Which is exactly what I (and many other people) did, and yet they've restored our content without our permission. And once again, at least in my case, I only deleted my posts and not my account as of right now. This means every single one of my restored posts has my handle on it, which is personal data.

An individual’s social media ‘handle’ or username, which may seem anonymous or nonsensical, is still sufficient to identify them as it uniquely identifies that individual. The username is personal data if it distinguishes one individual from another regardless of whether it is possible to link the ‘online’ identity with a ‘real world’ named individual.


It really doesn't get any easier to understand, but please make sure to keep glazing spez.
I'm sure he appreciates any support he can get right now.

Dude, we were specifically discussing the GDPR, a subject that I have a lot of experience in through my career. You don't get to move the goalposts to Reddit's ToS and accuse me of supporting spez lmao. Get out of here.

Surely you have loads of experience, yet you lack reading capabilities. I suggest you re-read the information above and draw your own conclusions. I won't be discussing this any longer, as you must be clearly trolling or lacking in the reading department.

Read the title of the post bud

I was answering a comment regarding Reddit's ownership of our content and if we're allowed to delete it or not.
From OP:

Reddit can restore your deleted posts.
It sounds like their current policy is to not delete your posts even when deleting your account, but there may be grounds for legal action here.

I'm sure my comments are still well within topic here?
Lil bro tried to read a second time and still failed, please don't try again. 😭😭😭😭\

GDPR applies to all data that can be used to identify a living person (you). The Terms of Service are your contract with reddit, and intellectual property right in portions of your comments that are not personal data would apply to that. The privacy policy applies to everything, because it is the company's notice about what they do and don't do, and they must stick by that, or else they violate the FTC's rules on consumer fairness (among other things). Most companies would simply allow users control over their comments to ensure GDPR compliance, although technically reddit is not required by GDPR to delete or afford any rights related to personal data... UNLESS, they have specified so in their privacy notice and/or terms of service. There, that's my second comment ever in kbin. I'm personally very sick with Reddit's conduct. It's definitely enshitification. Either way, EU data protection authorities would take a very dim view of the willy-nillly way in which Reddit reinstated supposedly deleted comments even without considering the specific content. I suspect the FTC would not be real keen on it either.

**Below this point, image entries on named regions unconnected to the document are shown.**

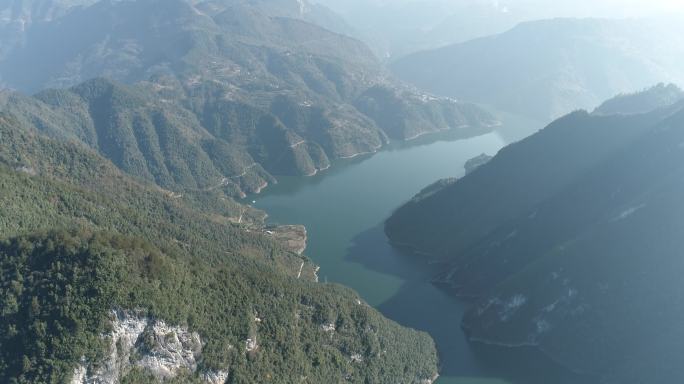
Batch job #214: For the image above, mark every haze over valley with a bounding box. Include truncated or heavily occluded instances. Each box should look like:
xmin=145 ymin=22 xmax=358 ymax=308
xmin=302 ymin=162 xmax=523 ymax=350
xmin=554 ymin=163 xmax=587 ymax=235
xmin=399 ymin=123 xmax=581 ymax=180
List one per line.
xmin=0 ymin=0 xmax=684 ymax=384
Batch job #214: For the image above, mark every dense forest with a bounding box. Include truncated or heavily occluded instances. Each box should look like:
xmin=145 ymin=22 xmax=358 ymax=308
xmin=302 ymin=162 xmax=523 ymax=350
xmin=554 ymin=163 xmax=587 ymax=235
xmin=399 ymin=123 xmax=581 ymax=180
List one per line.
xmin=386 ymin=86 xmax=684 ymax=383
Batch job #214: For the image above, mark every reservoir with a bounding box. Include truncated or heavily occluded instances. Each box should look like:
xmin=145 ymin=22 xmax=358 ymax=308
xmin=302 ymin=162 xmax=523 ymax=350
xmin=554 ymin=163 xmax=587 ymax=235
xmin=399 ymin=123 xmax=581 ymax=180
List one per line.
xmin=250 ymin=121 xmax=592 ymax=384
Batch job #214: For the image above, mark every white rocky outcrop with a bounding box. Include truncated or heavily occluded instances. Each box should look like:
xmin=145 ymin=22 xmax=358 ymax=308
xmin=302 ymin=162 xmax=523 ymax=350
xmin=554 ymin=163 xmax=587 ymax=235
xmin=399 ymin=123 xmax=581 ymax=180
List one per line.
xmin=70 ymin=310 xmax=228 ymax=384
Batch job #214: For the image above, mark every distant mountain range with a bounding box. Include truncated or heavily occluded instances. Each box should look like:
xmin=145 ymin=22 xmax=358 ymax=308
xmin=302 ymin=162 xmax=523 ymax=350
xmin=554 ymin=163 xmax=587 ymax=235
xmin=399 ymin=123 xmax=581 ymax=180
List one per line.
xmin=391 ymin=19 xmax=684 ymax=121
xmin=0 ymin=0 xmax=496 ymax=196
xmin=0 ymin=108 xmax=437 ymax=384
xmin=386 ymin=86 xmax=684 ymax=383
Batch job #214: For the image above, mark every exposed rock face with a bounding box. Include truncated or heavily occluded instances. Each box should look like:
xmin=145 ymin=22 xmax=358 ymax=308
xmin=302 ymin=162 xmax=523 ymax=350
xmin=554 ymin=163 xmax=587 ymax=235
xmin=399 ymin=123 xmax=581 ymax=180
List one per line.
xmin=71 ymin=310 xmax=208 ymax=384
xmin=264 ymin=225 xmax=307 ymax=255
xmin=464 ymin=153 xmax=493 ymax=175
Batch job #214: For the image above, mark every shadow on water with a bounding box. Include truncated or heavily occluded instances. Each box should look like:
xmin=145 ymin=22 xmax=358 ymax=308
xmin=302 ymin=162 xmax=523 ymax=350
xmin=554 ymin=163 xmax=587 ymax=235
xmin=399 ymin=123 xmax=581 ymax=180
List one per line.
xmin=346 ymin=224 xmax=598 ymax=384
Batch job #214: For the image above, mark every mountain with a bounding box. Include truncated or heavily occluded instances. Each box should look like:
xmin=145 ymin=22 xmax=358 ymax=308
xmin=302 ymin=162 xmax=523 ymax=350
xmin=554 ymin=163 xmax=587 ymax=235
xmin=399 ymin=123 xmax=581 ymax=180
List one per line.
xmin=593 ymin=83 xmax=684 ymax=115
xmin=386 ymin=87 xmax=684 ymax=383
xmin=391 ymin=19 xmax=684 ymax=121
xmin=0 ymin=113 xmax=437 ymax=383
xmin=0 ymin=0 xmax=496 ymax=196
xmin=0 ymin=0 xmax=95 ymax=59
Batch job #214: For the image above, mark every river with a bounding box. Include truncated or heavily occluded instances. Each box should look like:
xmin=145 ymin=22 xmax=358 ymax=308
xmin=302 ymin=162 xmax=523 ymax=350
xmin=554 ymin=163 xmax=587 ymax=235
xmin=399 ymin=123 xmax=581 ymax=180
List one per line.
xmin=250 ymin=118 xmax=588 ymax=384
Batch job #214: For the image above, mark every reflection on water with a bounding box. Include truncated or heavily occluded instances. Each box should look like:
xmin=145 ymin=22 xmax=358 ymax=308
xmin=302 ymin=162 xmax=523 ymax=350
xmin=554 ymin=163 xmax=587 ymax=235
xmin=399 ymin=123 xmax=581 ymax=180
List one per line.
xmin=255 ymin=124 xmax=592 ymax=384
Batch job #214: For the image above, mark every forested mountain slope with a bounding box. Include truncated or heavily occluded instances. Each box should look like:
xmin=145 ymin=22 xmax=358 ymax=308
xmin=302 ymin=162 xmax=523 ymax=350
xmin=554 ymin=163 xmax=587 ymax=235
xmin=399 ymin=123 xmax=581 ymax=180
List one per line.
xmin=386 ymin=91 xmax=684 ymax=383
xmin=0 ymin=114 xmax=436 ymax=383
xmin=0 ymin=0 xmax=497 ymax=195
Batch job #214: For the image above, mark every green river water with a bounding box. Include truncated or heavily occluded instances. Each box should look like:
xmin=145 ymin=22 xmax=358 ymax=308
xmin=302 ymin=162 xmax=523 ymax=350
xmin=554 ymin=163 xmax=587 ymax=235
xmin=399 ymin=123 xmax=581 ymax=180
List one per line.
xmin=249 ymin=119 xmax=592 ymax=384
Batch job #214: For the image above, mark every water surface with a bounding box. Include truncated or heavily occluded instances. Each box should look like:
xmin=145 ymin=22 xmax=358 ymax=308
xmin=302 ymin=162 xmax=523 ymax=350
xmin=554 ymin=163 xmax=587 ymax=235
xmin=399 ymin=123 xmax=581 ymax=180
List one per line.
xmin=253 ymin=124 xmax=584 ymax=384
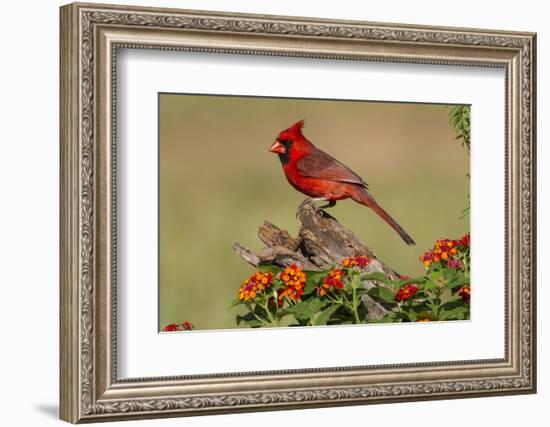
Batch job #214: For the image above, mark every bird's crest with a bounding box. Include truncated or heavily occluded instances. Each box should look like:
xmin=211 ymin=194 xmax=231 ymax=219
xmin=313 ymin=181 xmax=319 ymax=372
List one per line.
xmin=288 ymin=119 xmax=305 ymax=135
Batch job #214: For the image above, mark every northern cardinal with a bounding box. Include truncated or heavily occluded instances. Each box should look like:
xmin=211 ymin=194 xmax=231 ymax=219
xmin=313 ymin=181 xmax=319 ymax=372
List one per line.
xmin=269 ymin=120 xmax=415 ymax=245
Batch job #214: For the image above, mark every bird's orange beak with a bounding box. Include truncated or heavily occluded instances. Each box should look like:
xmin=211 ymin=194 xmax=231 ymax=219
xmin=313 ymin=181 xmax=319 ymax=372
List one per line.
xmin=269 ymin=141 xmax=286 ymax=154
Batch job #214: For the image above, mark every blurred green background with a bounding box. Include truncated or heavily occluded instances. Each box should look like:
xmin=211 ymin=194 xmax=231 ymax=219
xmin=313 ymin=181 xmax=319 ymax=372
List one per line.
xmin=159 ymin=94 xmax=469 ymax=329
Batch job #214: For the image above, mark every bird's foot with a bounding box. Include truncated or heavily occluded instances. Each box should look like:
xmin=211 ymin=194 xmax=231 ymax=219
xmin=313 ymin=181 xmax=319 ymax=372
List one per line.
xmin=296 ymin=197 xmax=336 ymax=220
xmin=317 ymin=207 xmax=337 ymax=221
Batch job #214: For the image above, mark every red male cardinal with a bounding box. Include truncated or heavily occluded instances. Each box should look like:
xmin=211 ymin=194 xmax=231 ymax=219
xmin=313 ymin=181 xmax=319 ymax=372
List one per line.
xmin=269 ymin=120 xmax=415 ymax=245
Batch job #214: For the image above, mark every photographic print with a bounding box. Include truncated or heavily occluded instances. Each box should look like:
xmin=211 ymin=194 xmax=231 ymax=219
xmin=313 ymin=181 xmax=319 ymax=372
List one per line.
xmin=158 ymin=93 xmax=471 ymax=332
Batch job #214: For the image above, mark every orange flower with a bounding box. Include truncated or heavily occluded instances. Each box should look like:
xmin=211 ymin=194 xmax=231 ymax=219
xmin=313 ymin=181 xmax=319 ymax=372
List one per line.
xmin=395 ymin=284 xmax=418 ymax=302
xmin=458 ymin=285 xmax=470 ymax=302
xmin=420 ymin=237 xmax=469 ymax=268
xmin=277 ymin=264 xmax=306 ymax=301
xmin=239 ymin=271 xmax=273 ymax=301
xmin=181 ymin=320 xmax=195 ymax=331
xmin=342 ymin=255 xmax=371 ymax=268
xmin=317 ymin=268 xmax=345 ymax=297
xmin=162 ymin=323 xmax=178 ymax=332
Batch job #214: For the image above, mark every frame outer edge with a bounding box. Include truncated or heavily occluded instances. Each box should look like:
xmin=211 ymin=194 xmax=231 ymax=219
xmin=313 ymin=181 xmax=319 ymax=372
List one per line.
xmin=59 ymin=4 xmax=80 ymax=423
xmin=60 ymin=3 xmax=536 ymax=423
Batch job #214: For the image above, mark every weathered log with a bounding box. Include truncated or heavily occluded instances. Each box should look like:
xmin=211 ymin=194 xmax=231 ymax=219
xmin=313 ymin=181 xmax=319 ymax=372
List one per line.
xmin=233 ymin=200 xmax=399 ymax=320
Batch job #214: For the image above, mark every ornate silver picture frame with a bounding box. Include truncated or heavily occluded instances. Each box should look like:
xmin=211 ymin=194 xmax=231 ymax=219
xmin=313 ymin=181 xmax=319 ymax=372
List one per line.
xmin=60 ymin=4 xmax=536 ymax=423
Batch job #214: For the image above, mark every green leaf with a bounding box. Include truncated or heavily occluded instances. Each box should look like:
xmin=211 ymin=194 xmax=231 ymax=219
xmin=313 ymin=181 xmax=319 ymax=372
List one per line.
xmin=313 ymin=304 xmax=340 ymax=326
xmin=367 ymin=286 xmax=396 ymax=304
xmin=304 ymin=271 xmax=328 ymax=295
xmin=439 ymin=306 xmax=470 ymax=320
xmin=228 ymin=298 xmax=244 ymax=308
xmin=361 ymin=271 xmax=391 ymax=285
xmin=281 ymin=298 xmax=326 ymax=320
xmin=235 ymin=313 xmax=262 ymax=328
xmin=258 ymin=264 xmax=283 ymax=276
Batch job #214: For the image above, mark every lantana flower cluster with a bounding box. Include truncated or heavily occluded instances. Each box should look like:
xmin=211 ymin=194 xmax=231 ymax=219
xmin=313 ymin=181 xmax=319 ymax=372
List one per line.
xmin=317 ymin=268 xmax=346 ymax=297
xmin=162 ymin=320 xmax=195 ymax=332
xmin=239 ymin=271 xmax=273 ymax=302
xmin=420 ymin=233 xmax=470 ymax=269
xmin=277 ymin=264 xmax=306 ymax=301
xmin=395 ymin=283 xmax=418 ymax=302
xmin=342 ymin=255 xmax=371 ymax=268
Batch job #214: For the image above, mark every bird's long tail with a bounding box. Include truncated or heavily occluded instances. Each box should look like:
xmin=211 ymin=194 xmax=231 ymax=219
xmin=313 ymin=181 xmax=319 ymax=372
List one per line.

It doesnt' belong to Reddit. You give them a license (transferrable and non-revocable) to use the content. But in the EU that is superceded by the GDPR.

Any hope for Canadians? Not sure if using GDPR or CCPA would work in that case.

Reddit's Privacy Policy and User Agreement apply to you either way, so I'd assume you'd be able to make a request based on that. Due to the EU's GDPR regulations, most companies make their policies GDPR-compliant, meaning fewer variations, less work, and better consumer protections.